Nik Clark, chairman of the gun-rights group Wisconsin Carry Inc., said his group wants to see the legislation here expanded to include "stand your ground" provisions.
"We think that arguably, in the home is the safest place a person can be and that it's actually more important to have the protections of the castle doctrine law outside the home," Clark said."
It is the "Stand Your Ground" law that has been invoked to shield the killer of Trayvon Martin in Florida - another ALEC model legislation bill.

Bo Morrison's killer told police he was "worried" the teenager's next door were retaliating against him. He "believed" calling the police might have angered them and now perhaps now he "might" be in danger. Of course all these events took place in his head. They were not real events.

His imagined danger was enough to pull the trigger and satisfy the District Attorney.
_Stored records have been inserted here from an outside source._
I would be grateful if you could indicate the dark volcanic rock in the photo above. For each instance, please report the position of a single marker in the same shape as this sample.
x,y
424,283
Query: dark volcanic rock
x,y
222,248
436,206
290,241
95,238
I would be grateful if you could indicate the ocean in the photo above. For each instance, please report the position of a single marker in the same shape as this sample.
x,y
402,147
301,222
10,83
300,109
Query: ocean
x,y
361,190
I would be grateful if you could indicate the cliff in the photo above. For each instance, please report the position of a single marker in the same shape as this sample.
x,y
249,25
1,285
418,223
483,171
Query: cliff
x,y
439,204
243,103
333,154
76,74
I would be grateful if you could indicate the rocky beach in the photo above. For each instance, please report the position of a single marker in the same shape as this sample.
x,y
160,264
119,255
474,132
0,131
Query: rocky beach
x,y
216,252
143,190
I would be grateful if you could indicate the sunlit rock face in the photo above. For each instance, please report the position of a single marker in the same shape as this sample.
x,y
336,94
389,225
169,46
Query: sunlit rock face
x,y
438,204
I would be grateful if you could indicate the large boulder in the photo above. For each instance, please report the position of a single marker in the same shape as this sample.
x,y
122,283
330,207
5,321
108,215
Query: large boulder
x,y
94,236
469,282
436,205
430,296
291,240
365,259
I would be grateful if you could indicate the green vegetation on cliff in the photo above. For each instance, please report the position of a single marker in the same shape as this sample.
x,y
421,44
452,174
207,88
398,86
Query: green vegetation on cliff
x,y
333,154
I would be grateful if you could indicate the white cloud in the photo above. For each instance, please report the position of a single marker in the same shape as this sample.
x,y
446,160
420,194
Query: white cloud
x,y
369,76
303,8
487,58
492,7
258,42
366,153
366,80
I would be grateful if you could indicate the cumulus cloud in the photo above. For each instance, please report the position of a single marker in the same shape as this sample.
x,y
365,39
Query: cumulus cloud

By the owner's own account - Bo Morrison did not threaten him. Bo Morrison did not touch his wife or children or even suggest he would. Bo Morrison did not steal anything and he was unarmed. The homeowner wasn't even sure if the door to the porch was locked or unlocked. Police officers were yards away - his wife could see them outside the window in her 911 call after the shooting.

Perhaps the circumstances of Bo Morrison's death meet the criteria the Castle Doctrine was designed to address, but the question remains - was it necessary to kill Bo Morrison?

Did Bo Morrison deserve to die because he trespassed on a man's porch...with police already on the scene?

If you read the comments that follow articles about the shooting - the answer by many is yes.

Bo Morrison was a student at MATC and had received a certificate in carpentry. He graduated from West Bend High School and played football, basketball and wrestled. Bo Morrison had many friends and a loving family who will no doubt miss him all their lives.